Paul once again contrasted human ways and divine ways in verse 10. Paul aimed to please God, not to please men.   He reminded the audience that if he was to please men, he would not be Christ’s servant.

Between human ways and divine ways also from how Paul understood the gospel message (v11 – 12).  Here Paul explained  that he learnt the gospel message, Good News and Jesus, no by anyone (human source). Instead it came directly from the divine, Jesus Christ Himself (v 11).  This was consistent with being an apostle chosen by Jesus instead of human authority (v 1) and aiming to win approval for God and not men (v 10).

Paul reminded his past to the audience, which they already know.  Before being an apostle, he followed the Jewish religion.  Not only was he a Jew but a zealous one.  He persecuted the church with violence (probably killed Christians).  Not only did he do it, but he did it with zeal.  He was the Jews of Jews.  The head of the religious organization.  He was the best and elite. (v 13 -1 4).

Paul considered grace to be chosen by God.  God already selected him even before Paul was born (v 15).  Paul had a special job from God and it was to preach to the Gentiles (v 16).

He then explained how Jesus revealed to Paul that he would be selected to share the Good News to the Gentiles.  Through the chapter, we could tell that the Good News is Jesus Christ (v 15, v6-7).

From verse 16 onward, he explained how Jesus called him.  After Jesus revealed to Paul (v 16), Paul didn’t consulted it with anyone.  Instead he went to Arabia and later went to Damascus.

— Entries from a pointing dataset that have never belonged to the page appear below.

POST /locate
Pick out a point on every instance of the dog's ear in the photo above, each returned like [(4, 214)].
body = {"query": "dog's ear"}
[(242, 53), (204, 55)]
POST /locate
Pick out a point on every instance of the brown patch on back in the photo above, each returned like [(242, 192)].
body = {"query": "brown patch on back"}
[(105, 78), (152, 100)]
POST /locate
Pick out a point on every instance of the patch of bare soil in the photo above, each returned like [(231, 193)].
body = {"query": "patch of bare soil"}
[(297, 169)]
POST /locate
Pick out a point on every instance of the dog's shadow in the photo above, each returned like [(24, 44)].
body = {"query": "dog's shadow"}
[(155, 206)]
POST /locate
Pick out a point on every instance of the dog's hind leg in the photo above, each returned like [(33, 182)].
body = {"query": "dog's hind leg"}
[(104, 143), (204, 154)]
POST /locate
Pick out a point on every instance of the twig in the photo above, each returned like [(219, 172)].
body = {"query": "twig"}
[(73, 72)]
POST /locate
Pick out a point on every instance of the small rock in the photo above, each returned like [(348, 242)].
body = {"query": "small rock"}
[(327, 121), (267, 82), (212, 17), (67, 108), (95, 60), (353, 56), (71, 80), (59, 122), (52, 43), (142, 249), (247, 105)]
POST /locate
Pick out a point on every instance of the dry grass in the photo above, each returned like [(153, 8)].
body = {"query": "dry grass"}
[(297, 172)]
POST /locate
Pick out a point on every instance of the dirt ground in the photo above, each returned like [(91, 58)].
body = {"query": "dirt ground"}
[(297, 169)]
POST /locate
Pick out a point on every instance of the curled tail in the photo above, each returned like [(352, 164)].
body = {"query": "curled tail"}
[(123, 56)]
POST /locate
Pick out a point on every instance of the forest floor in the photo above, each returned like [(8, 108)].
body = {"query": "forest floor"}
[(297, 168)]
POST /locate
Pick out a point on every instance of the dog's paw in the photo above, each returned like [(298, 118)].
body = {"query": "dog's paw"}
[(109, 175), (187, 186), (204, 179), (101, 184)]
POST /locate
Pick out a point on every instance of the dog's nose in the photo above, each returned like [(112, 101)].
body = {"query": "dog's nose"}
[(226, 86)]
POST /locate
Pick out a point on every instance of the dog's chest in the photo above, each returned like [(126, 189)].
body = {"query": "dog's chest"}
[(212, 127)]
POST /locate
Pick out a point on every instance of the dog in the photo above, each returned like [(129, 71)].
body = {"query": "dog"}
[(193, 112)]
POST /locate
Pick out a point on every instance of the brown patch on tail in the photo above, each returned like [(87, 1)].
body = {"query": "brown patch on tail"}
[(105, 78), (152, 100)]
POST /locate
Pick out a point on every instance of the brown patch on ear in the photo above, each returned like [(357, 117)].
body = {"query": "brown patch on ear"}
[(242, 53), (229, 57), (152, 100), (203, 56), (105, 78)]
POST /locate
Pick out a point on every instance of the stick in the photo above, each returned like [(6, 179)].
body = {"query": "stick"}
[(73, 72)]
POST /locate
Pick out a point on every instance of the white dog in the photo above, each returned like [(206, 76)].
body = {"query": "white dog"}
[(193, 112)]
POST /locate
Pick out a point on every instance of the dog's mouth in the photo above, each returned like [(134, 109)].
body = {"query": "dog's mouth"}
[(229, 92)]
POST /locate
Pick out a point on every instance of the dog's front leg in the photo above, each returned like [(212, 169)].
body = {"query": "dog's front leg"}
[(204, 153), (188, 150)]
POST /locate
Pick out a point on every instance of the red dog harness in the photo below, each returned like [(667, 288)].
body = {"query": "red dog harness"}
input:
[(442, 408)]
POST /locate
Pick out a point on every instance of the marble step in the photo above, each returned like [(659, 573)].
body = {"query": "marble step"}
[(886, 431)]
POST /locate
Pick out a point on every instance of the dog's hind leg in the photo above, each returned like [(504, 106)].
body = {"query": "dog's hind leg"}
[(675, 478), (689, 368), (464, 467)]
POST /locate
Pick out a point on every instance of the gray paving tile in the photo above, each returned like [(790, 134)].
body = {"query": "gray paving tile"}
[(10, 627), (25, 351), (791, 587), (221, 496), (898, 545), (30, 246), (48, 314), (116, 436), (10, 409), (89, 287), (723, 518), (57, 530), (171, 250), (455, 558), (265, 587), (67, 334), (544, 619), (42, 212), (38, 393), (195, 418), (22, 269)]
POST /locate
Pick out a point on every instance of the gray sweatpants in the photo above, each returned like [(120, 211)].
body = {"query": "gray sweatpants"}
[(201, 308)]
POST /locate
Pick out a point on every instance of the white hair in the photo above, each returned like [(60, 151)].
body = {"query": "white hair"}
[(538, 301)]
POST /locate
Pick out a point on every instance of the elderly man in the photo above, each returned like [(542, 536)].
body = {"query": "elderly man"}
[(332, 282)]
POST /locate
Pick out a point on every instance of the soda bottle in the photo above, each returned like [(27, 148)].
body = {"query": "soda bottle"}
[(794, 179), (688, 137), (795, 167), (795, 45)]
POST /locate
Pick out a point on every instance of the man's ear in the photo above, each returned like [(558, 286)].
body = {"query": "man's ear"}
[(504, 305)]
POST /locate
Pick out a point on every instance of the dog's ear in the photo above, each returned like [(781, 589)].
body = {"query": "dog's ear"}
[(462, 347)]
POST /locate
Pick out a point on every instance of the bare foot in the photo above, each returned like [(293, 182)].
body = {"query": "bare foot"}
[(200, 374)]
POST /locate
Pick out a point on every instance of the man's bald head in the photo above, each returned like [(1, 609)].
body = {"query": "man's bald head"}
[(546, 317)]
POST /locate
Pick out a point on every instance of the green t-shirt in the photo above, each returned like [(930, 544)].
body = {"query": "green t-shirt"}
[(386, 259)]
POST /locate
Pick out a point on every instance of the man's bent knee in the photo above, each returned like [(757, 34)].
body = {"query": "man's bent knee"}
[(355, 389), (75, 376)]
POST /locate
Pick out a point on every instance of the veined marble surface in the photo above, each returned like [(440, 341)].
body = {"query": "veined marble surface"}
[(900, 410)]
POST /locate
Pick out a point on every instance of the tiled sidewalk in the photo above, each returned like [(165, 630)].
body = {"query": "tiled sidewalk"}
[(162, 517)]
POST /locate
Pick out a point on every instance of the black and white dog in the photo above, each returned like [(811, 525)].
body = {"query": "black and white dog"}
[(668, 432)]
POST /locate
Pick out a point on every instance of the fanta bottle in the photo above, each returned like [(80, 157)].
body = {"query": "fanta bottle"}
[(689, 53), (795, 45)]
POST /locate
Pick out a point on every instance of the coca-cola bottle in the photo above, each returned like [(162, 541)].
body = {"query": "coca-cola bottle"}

We do not know how long he stayed in Arabia or Damascus.  Three years later he went to Jerusalem to get to know Peter (verse 18).  Paul knew Peter was one of the leaders of the church in Jerusalem and also one of Jesus’ apostles.

In v 20, Paul wrote that he declared before God what he wrote wasn’t a lied.  This line probably came from the church didn’t believe him or someone else was spreading false rumors about him.   Paul was writing this accounting in order to defend himself.  Or else, he didn’t need to include v 20 to pinpoint that he’s telling the truth.

It’s interesting to see that Paul only stayed with Peter for 15 days.  He didn’t even spend long time with Peter.  He also met James, Jesus’ brother in verse 19.  This will become useful later on.

Paul left and went up to Syria and Cilicia to visit the Christians in the churches in Judea.  No one knew who he was (v 22).  Despite that, they heard of him because they recognized that Paul was the one who used to persecute them.  Notice that Paul was away in Arabia and Damascus for three years before seeing Peter.  And then afterwards went up to the churches in Judea.  This means that the Christians recognized Paul, when he was persecuting Christians, more than three years ago. That’s a long time!

The Christians praised God from seeing the change in Paul’s life.  Before he followed the Jewish religion and was zealous in destroying the Christians.